British interior designer Helen Winters has just become the first in the UK to be certified for her use of vegan, cruelty-free leather.
According to a press release, Winters received official certification from VeganDesign.org – a US-based website that acts as a platform for all things related to affordable vegan interior design – for offering leather-freeoptions for clients at the Bournemouth-based design studio, Coral Interiors. Winters was also awarded “Designer of the Month,” which earned her a spotlight on the website.
According to the official website, the company will license its logo to “businesses that are seeking to grow by showing the socially conscious consumer that they too are making changes for a better, cleaner, safer, and more loving world for all living beings.”
“As an animal loving vegan this is a really important award for me,” said Winters. “I like to know that the products I use in my designs have been sourced humanely. I choose healthier faux alternatives in place of highly treated fabrics that don’t contain poisonous chemicals. I’m currently the only interior designer in Dorset and the south-west to be certified in vegan, cruelty-free design.”
In addition to highlighting designers, VeganDesign.org also acts as an education platform to expose the cruelties of the skins and hides industry and provides resources to designers who are interested in learning about alternatives to leather.

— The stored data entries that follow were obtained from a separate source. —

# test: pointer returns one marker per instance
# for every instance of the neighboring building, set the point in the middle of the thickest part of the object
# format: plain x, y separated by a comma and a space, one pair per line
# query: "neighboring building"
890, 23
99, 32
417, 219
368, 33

The company will also license its logo to designers in order to attract socially-conscious consumers.
As more consumers become conscious of the cruelties behind fur and leather, more top designers and celebrities have gone public about ditching the antiquated materials. Luxury handbag designer von Holzhausen recently announced its commitment to transition to vegan leather, making its products completely cruelty-free and sustainable. Last month House of Cards star Kate Mara said she is making a conscious effort to stop purchasing leather, stating “I’m definitely more aware of it now than I ever have been, and one of my goals is to eventually not wear it at all.”
According to a 2017 report by business consultancy Grand View Research, the global faux leather industry is expected to be worth $85 billion by 2025, particularly in the footwear, furniture, and automotive sectors.